In this story, Jesus reaches out and meets the woman in her culture. He doesn’t ask her to join the club. He doesn’t set any provisos for the welcome. He just accepts her as she is, shows compassion and grace, and allows her to continue in her own cultural way of being. Perhaps this is the mentality of a truly Mission-Shaped Church; rather than expecting others to join us exclusively on our terms, instead, we are prepared to learn from others and enlarge our own vision of mission and ministry as a result of engagement with others who are different from ourselves or have different expectations of what church should be. A Mission-Shaped Church is prepared to dismantle boundaries, to get rid of the idea of ‘Us and Them’, and proactively choose to learn from others with different ideas so that we can grow together as the people of God; with all our differences, with all our different expectations of God and Church. As someone said ‘people pray to many different Gods but only one God answers.’

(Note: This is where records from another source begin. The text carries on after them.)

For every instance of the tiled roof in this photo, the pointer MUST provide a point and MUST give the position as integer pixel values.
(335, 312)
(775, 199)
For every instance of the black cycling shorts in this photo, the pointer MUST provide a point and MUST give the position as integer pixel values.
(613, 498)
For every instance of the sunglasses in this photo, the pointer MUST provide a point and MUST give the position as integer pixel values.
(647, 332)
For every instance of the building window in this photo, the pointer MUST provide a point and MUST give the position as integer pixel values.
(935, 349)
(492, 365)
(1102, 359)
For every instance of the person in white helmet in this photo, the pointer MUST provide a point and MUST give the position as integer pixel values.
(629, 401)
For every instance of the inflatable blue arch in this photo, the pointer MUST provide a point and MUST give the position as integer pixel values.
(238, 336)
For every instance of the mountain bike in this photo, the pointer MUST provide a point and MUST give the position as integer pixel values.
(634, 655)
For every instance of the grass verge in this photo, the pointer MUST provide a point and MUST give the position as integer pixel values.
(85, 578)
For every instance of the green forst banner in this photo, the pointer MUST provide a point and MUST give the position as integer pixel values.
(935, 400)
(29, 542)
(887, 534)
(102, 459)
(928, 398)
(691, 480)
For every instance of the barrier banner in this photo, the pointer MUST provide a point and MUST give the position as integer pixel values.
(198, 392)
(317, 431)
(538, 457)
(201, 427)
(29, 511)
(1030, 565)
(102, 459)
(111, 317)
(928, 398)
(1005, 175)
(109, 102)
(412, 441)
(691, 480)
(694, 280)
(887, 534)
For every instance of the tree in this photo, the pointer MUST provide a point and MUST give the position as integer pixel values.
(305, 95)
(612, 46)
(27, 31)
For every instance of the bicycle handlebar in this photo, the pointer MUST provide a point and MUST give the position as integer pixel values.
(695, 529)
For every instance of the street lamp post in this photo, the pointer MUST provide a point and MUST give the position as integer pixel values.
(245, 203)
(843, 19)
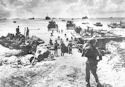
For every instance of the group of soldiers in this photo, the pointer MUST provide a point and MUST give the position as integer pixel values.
(26, 31)
(59, 44)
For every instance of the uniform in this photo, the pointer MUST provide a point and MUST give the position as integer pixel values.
(91, 52)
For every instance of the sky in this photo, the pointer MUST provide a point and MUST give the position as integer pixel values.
(61, 8)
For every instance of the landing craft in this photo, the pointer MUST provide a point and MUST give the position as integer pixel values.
(117, 25)
(70, 25)
(85, 17)
(14, 21)
(98, 24)
(52, 26)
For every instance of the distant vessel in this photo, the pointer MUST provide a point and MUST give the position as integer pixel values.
(52, 26)
(98, 24)
(70, 25)
(31, 18)
(85, 17)
(14, 21)
(117, 25)
(113, 25)
(85, 23)
(47, 18)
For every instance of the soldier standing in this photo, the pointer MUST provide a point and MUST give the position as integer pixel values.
(91, 52)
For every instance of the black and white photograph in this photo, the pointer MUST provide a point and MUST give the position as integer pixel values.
(62, 43)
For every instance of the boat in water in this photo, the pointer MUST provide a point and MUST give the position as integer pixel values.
(70, 25)
(14, 21)
(117, 25)
(47, 18)
(98, 24)
(52, 26)
(85, 17)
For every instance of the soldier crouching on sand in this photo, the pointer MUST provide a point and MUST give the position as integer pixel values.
(91, 52)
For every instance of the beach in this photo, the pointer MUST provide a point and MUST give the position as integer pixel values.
(66, 71)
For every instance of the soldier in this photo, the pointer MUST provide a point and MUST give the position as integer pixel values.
(27, 32)
(91, 52)
(56, 48)
(62, 46)
(17, 30)
(70, 47)
(50, 42)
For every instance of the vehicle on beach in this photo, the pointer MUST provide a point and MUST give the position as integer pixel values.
(70, 25)
(98, 24)
(52, 26)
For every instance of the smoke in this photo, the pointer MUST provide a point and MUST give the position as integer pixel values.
(61, 8)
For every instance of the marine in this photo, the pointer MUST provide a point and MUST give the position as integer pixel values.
(91, 52)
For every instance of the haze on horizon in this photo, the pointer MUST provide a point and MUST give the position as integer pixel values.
(61, 8)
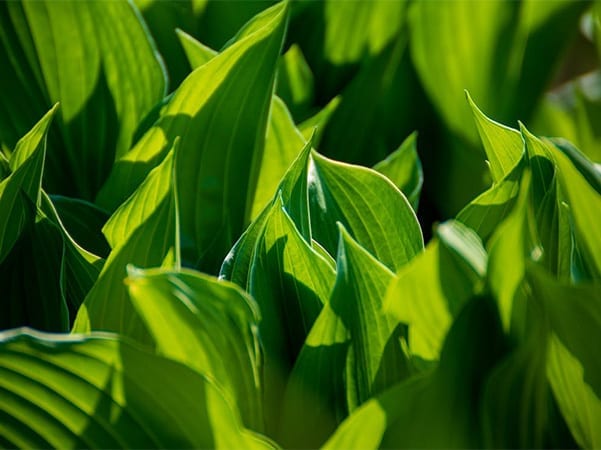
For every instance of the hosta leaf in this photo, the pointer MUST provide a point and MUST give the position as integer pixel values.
(84, 222)
(372, 117)
(430, 291)
(20, 191)
(101, 392)
(290, 282)
(335, 48)
(352, 353)
(207, 324)
(438, 409)
(80, 267)
(282, 146)
(102, 101)
(516, 396)
(196, 52)
(316, 124)
(162, 19)
(504, 146)
(404, 169)
(32, 279)
(148, 216)
(293, 191)
(573, 366)
(213, 211)
(373, 210)
(282, 142)
(583, 201)
(295, 83)
(510, 246)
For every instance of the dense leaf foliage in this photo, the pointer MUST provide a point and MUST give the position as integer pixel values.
(296, 224)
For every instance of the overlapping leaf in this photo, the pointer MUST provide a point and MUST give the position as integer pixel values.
(101, 392)
(98, 61)
(208, 325)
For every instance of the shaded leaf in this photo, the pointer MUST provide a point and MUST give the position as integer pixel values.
(373, 210)
(101, 392)
(208, 325)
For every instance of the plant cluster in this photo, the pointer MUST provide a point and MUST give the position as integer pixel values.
(221, 249)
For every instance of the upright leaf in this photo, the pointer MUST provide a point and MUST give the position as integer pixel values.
(290, 282)
(148, 216)
(430, 291)
(404, 169)
(373, 210)
(20, 191)
(352, 353)
(222, 141)
(440, 408)
(102, 392)
(208, 325)
(44, 44)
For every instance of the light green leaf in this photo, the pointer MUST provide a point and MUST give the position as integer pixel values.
(373, 210)
(196, 52)
(437, 409)
(282, 142)
(209, 325)
(290, 282)
(282, 146)
(102, 101)
(352, 353)
(317, 123)
(515, 405)
(101, 392)
(84, 222)
(148, 216)
(504, 146)
(430, 291)
(293, 191)
(583, 201)
(404, 169)
(213, 211)
(295, 82)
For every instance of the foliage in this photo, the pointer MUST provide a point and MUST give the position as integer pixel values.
(290, 225)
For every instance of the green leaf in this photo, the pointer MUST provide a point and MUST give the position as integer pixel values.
(282, 146)
(164, 20)
(32, 280)
(282, 142)
(317, 123)
(438, 409)
(573, 365)
(583, 200)
(503, 145)
(84, 222)
(373, 117)
(295, 82)
(207, 324)
(196, 52)
(430, 291)
(373, 210)
(213, 212)
(102, 101)
(148, 216)
(293, 191)
(352, 353)
(101, 392)
(20, 191)
(515, 400)
(290, 282)
(404, 169)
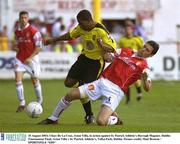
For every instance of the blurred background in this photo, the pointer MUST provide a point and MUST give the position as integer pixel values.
(153, 19)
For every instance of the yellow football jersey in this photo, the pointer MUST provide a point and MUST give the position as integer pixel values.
(91, 48)
(135, 42)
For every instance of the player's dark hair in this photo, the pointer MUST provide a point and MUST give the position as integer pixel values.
(22, 13)
(84, 15)
(154, 45)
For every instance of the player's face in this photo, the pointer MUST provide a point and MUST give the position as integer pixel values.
(85, 25)
(129, 30)
(23, 19)
(146, 51)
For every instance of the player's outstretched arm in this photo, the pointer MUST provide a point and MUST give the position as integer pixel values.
(106, 47)
(64, 37)
(146, 81)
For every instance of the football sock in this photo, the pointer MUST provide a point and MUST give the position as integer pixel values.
(87, 108)
(62, 105)
(38, 91)
(20, 92)
(138, 90)
(112, 120)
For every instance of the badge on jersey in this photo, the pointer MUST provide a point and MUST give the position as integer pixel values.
(91, 87)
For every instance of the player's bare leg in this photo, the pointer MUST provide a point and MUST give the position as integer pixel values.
(139, 91)
(20, 91)
(89, 118)
(106, 116)
(61, 106)
(37, 88)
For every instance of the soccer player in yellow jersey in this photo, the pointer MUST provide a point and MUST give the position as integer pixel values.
(129, 40)
(89, 65)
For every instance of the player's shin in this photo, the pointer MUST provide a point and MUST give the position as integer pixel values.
(20, 92)
(38, 91)
(62, 105)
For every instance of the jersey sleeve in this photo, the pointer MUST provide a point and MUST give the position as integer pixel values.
(126, 52)
(76, 32)
(139, 42)
(107, 39)
(121, 43)
(37, 39)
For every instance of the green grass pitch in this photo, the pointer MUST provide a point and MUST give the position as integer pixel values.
(158, 111)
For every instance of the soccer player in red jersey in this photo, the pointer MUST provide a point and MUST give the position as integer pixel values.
(28, 45)
(126, 68)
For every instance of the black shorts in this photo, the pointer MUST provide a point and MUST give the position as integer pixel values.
(86, 70)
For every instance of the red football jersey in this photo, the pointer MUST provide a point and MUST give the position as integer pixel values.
(25, 42)
(125, 69)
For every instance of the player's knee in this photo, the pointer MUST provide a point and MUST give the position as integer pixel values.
(72, 95)
(68, 84)
(101, 121)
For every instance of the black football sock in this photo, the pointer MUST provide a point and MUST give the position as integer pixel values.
(87, 108)
(138, 89)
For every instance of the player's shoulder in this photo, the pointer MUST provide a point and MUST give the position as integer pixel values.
(33, 28)
(138, 37)
(126, 52)
(123, 38)
(101, 28)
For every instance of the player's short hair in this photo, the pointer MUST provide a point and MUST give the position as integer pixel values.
(84, 15)
(23, 13)
(154, 45)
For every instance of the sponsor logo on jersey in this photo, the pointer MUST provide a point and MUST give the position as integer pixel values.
(91, 87)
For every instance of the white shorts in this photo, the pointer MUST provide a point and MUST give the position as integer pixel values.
(103, 89)
(33, 68)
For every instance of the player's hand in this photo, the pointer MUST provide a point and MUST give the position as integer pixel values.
(108, 57)
(28, 61)
(48, 41)
(100, 41)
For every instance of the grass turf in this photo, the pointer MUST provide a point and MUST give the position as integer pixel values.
(158, 111)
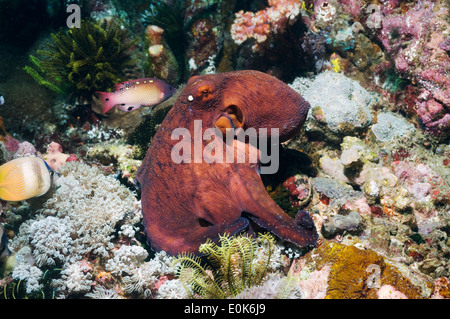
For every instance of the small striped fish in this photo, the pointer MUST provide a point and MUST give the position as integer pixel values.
(24, 178)
(131, 95)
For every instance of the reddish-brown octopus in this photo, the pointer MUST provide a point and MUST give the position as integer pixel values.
(184, 204)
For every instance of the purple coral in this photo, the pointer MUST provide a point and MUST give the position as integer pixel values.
(418, 48)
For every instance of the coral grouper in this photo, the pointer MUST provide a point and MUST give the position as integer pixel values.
(186, 202)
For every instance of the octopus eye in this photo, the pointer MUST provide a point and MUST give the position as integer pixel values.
(205, 92)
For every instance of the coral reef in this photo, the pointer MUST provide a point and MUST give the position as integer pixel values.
(237, 262)
(83, 60)
(371, 165)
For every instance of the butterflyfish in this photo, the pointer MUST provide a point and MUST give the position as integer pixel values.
(24, 178)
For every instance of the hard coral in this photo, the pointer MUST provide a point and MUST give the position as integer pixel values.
(264, 23)
(356, 273)
(416, 43)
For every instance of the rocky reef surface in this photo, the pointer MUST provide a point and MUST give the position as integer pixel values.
(370, 165)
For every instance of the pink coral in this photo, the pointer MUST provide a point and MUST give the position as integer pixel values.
(316, 284)
(11, 144)
(25, 149)
(262, 24)
(417, 46)
(420, 180)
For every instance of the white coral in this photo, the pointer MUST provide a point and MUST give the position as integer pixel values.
(126, 260)
(93, 205)
(172, 289)
(51, 240)
(77, 277)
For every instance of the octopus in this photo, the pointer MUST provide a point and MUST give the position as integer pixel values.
(185, 203)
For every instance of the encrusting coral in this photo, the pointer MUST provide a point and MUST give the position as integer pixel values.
(80, 61)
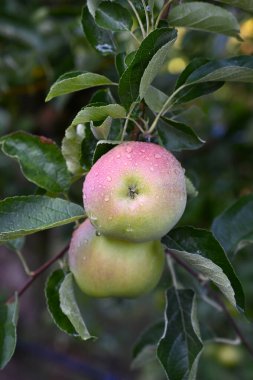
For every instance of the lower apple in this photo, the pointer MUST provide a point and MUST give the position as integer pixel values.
(107, 267)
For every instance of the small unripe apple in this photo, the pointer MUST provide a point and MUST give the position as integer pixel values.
(105, 267)
(135, 192)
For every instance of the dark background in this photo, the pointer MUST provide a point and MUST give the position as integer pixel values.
(40, 40)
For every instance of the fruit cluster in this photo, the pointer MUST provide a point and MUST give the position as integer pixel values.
(133, 195)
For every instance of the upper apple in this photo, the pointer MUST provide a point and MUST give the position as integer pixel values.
(135, 192)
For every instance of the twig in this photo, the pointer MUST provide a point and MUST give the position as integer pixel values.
(23, 262)
(215, 296)
(137, 17)
(38, 271)
(164, 12)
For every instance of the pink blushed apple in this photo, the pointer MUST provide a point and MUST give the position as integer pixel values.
(135, 192)
(106, 267)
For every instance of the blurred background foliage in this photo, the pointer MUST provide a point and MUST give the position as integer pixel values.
(40, 40)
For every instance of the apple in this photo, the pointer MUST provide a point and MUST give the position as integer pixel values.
(135, 192)
(106, 267)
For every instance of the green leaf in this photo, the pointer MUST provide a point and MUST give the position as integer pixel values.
(155, 99)
(100, 39)
(191, 190)
(201, 78)
(180, 347)
(53, 284)
(40, 160)
(88, 147)
(102, 147)
(236, 69)
(203, 252)
(129, 58)
(8, 334)
(247, 5)
(120, 63)
(102, 96)
(101, 131)
(143, 63)
(71, 148)
(113, 16)
(145, 348)
(202, 16)
(92, 6)
(186, 92)
(15, 244)
(24, 215)
(177, 136)
(234, 227)
(70, 308)
(75, 81)
(97, 113)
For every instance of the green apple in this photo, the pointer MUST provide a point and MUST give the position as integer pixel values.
(135, 192)
(106, 267)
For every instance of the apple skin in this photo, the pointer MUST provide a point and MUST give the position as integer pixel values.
(135, 192)
(105, 267)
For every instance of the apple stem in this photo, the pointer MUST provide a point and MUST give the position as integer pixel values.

I said at the beginning that this is an uncomfortable passage - It is uncomfortable because we see the arrogance of the disciples, an unexpected response from Jesus, and we are confronted with the idea that an ‘outsider’ should engage with Jesus to get an answer to her need. It is uncomfortable because we are confronted with the reality that we have a great deal to learn from those we might think are outsiders, and that, if we want to be truly Christlike we have to embrace ‘outsiders’ not so that they can become like us but so that we can learn about God from them.
It we want to be a Mission-Shaped Church we will need to be brave, to be willing to change and to grow in ways that we never thought possible before. Maybe we don’t want this at all, we want to stay in our comfort zone, to stay in our club, but this will spell the death knell for the church, we will slowly become more introvert and eventually die. The bottom line is there really is no alternative if we want to mirror the ministry of Christ, if we believe in the prayer we say so often ‘Thy Kingdom come, thy will be done on earth.

This might have been an uncomfortable start but what an amazing finish.